Staatsanwalt Markus Andrä sah ein „Motivbündel“ – von dem Abhängigkeitsverhältnis zu dem 21-Jährigen bis hin zu eigenen Zukunftsängsten. Zur „unterlassenen Hilfeleistung“ betonte der Ankläger: „Selbst wenn er Hilfe geholt hätte, wäre das Opfer wegen der schwersten Kopfverletzungen nicht mehr zu retten gewesen.“ Dennoch habe der 20-Jährige Vitalzeichen, die „blubbernden Geräusche“, registriert: „In so einem Fall muss jeder vernünftige Mensch einen Notarzt rufen.“

Den Vorwurf der „Strafvereitelung“ vertrat der Staatsanwalt – wie später der Verteidiger und das Gericht – nicht mehr, weil der 21-jährige mutmaßliche Haupttäter bislang nicht wegen einer konkreten Straftat verurteilt wurde. Der 20-Jährige habe sich von Beginn an geständig gezeigt und sei „völlig unerwartet in das Tatgeschehen hineingeraten“, fuhr der Staatsanwalt fort. Andererseits wiege jedoch schwer: „Eine schwerverletzte Person liegt da. Dann stellt jemand seine eigenen Interessen voran.“ Strafschärfend sei darüber hinaus das Nachtatverhalten. Eine Jugendstrafe von einem Jahr mit Bewährung und Therapieauflage sei angemessen.

Von einer „Tragödie“ im Leben beider Angeklagten sprach Verteidiger Michael Fraunhofer aus Trostberg. Hinsichtlich der „unterlassenen Hilfeleistung“ gelangte er rechtlich zu einem anderen Ergebnis als der Staatsanwalt. Der Freund habe erklärt: „Ich hab sie umgebracht.“ Die 53-Jährige sei bei dem „blubbernden Geräusch“ schon in Folie verpackt gewesen. Sein Mandant durfte davon ausgehen, „dass Hilfe nichts mehr bringen würde“, so der Verteidiger. Freispruch müsse die Konsequenz sein. Die Geschehnisse würden den 20-Jährigen „nie mehr loslassen“.

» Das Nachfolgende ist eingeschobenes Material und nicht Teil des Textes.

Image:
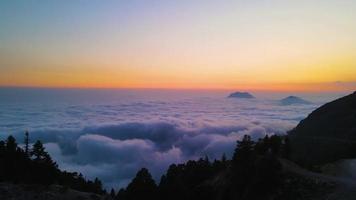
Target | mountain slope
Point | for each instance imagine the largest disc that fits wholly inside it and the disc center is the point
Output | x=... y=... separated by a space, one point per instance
x=327 y=134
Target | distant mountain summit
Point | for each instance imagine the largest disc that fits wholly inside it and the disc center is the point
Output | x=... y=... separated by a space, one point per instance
x=293 y=100
x=242 y=95
x=327 y=134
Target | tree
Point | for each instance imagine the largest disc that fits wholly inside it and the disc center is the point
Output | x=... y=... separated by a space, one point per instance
x=112 y=193
x=244 y=150
x=11 y=145
x=142 y=186
x=38 y=151
x=27 y=140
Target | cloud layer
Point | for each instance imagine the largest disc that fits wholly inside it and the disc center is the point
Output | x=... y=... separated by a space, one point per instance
x=111 y=135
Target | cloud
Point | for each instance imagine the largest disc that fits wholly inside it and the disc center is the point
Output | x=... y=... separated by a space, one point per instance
x=114 y=153
x=112 y=140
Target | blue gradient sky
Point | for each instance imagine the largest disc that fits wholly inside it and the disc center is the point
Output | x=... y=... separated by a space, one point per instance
x=178 y=44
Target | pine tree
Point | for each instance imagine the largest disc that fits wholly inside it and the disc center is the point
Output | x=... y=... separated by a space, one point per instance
x=38 y=151
x=112 y=193
x=27 y=140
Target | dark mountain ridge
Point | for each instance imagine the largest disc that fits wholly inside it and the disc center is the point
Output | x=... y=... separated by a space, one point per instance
x=327 y=134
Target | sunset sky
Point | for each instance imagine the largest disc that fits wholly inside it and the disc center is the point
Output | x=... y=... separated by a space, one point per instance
x=256 y=44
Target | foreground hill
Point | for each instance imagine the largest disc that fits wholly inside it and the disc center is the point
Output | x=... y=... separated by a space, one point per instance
x=327 y=134
x=41 y=192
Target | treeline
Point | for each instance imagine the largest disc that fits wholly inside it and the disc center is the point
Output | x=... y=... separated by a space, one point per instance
x=254 y=172
x=33 y=165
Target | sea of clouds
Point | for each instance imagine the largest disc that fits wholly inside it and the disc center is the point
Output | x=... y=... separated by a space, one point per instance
x=110 y=134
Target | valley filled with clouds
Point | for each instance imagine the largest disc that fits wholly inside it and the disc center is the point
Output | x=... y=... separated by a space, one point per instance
x=111 y=134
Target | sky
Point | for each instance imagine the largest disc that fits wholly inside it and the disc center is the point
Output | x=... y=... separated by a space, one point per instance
x=258 y=44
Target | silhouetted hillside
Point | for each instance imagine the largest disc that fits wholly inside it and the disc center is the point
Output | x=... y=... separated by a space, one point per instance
x=255 y=172
x=34 y=166
x=327 y=134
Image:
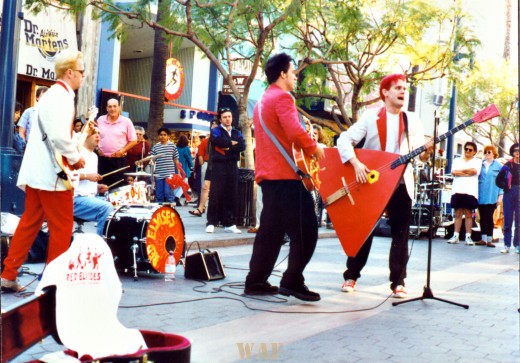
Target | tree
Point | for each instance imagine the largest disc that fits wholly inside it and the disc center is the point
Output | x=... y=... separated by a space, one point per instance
x=349 y=45
x=481 y=88
x=226 y=31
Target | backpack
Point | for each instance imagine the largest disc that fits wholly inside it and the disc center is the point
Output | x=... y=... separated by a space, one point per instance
x=19 y=144
x=504 y=177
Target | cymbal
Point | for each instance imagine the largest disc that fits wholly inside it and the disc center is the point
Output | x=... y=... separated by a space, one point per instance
x=138 y=173
x=148 y=158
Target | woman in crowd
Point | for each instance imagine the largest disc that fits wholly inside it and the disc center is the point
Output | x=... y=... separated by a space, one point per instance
x=465 y=171
x=509 y=180
x=489 y=195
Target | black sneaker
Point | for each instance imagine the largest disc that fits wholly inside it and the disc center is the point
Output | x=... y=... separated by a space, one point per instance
x=261 y=289
x=301 y=292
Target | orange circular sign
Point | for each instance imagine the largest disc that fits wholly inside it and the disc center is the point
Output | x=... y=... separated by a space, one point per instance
x=165 y=233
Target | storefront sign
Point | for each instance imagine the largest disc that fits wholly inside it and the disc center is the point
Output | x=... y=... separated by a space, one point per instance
x=42 y=38
x=240 y=82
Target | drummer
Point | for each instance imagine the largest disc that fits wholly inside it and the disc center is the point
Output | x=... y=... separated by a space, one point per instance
x=139 y=151
x=86 y=205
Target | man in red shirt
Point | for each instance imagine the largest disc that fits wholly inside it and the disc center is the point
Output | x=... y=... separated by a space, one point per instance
x=288 y=206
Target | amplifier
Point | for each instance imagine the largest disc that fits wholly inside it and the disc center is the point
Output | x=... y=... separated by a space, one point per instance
x=204 y=266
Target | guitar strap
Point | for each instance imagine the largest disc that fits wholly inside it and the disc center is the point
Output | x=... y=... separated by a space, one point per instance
x=61 y=174
x=280 y=148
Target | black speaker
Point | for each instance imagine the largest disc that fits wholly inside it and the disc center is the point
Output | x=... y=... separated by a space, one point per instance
x=204 y=266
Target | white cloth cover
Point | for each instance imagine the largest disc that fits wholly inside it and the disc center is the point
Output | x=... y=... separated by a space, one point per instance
x=87 y=296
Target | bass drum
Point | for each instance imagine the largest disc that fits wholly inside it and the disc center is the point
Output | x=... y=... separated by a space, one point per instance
x=148 y=231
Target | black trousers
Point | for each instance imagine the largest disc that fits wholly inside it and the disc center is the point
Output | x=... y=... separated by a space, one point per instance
x=486 y=219
x=399 y=209
x=288 y=208
x=106 y=165
x=223 y=193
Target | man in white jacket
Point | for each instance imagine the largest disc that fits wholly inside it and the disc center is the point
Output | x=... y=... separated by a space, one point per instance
x=46 y=194
x=386 y=129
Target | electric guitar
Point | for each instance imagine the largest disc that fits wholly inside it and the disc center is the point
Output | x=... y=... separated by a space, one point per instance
x=67 y=175
x=355 y=208
x=309 y=169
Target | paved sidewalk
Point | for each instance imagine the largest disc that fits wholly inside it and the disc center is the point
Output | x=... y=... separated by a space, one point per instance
x=225 y=326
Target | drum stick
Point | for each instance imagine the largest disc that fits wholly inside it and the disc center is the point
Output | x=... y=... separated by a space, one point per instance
x=117 y=182
x=115 y=171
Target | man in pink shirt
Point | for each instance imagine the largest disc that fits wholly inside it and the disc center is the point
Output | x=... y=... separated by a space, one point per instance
x=288 y=206
x=117 y=137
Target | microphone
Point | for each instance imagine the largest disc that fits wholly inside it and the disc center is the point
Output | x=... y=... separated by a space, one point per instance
x=437 y=100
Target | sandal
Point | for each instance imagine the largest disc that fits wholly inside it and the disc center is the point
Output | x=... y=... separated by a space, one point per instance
x=197 y=212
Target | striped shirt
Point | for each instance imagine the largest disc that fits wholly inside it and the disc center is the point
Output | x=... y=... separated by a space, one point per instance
x=165 y=165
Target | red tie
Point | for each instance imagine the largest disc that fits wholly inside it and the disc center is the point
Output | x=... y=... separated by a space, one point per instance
x=381 y=128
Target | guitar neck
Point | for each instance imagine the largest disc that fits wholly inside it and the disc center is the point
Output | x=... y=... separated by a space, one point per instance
x=405 y=158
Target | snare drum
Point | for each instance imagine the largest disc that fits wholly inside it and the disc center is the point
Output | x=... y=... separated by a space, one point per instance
x=129 y=194
x=149 y=231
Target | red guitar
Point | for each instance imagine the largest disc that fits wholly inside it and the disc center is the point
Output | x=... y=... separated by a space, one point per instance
x=355 y=208
x=68 y=176
x=309 y=169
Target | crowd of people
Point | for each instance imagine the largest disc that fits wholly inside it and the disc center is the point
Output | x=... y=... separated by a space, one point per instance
x=484 y=185
x=113 y=147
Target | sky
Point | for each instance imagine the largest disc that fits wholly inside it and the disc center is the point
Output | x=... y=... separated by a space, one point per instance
x=489 y=26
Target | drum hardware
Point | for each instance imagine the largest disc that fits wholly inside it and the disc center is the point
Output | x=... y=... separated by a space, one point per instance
x=113 y=185
x=134 y=252
x=148 y=158
x=138 y=174
x=115 y=171
x=141 y=236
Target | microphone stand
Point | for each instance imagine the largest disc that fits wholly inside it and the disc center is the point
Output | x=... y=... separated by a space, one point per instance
x=427 y=291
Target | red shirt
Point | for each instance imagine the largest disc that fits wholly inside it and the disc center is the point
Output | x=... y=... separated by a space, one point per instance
x=281 y=118
x=203 y=149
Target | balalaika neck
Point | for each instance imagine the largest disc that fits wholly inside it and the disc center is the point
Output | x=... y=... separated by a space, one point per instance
x=404 y=158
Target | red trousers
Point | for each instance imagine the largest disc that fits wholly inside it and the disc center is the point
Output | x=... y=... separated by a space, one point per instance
x=54 y=206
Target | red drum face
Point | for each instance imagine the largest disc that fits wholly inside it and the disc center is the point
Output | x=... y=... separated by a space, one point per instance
x=146 y=232
x=165 y=233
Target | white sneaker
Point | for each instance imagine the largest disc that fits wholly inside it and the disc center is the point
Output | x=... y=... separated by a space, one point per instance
x=348 y=286
x=505 y=250
x=232 y=229
x=400 y=292
x=453 y=240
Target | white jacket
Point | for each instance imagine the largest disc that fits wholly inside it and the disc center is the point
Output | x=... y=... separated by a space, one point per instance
x=366 y=127
x=38 y=170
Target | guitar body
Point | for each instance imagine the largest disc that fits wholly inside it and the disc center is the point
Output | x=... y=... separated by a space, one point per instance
x=309 y=166
x=354 y=222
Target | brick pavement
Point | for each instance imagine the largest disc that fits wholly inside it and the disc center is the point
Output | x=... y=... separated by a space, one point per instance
x=360 y=326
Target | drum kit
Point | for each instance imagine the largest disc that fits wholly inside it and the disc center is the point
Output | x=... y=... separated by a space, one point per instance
x=141 y=233
x=437 y=192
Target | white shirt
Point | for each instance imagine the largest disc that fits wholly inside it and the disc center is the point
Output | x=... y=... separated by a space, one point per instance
x=86 y=187
x=366 y=127
x=56 y=110
x=466 y=184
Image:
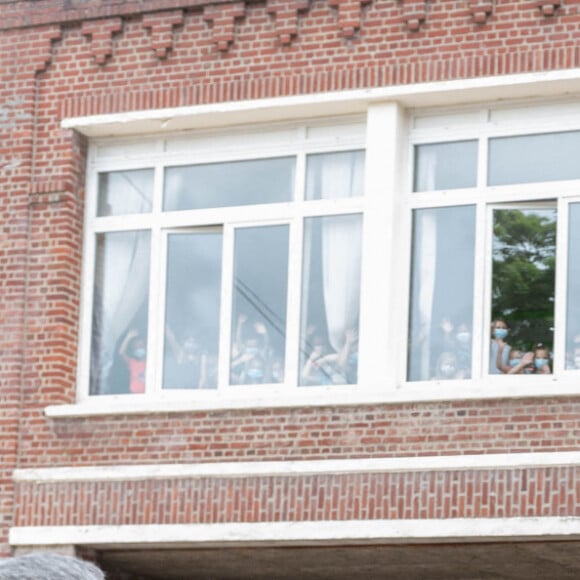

Prozess-Fahrplan steht fest

Vorsitzender Richter Weidmann bezeichnete das Verhalten des 20-Jährigen als „von Anfang an kooperativ“. Er habe nach seiner Ankunft nur Minuten gehabt, „die Situation zu erfassen und emotional zu bewältigen“. Am Tod der Frau hätten notärztliche Maßnahmen laut Rechtsmediziner nichts mehr ändern können, der Sterbeprozess sei „irreversibel“ gewesen. Das „Geräusch“ sei kein Lebenszeichen mehr gewesen. Aus Gründen der „prozessualen Fürsorgepflicht“ habe die Kammer das Verfahren gegen den 20-Jährigen vom Hauptverfahren abgetrennt.

Die Kammer legte den Fahrplan für den Prozess gegen den 21-Jährigen fest mit Fortsetzung am 21. Dezember um 9 Uhr. Das Urteil soll am 26. Februar um 12 Uhr verkündet werden.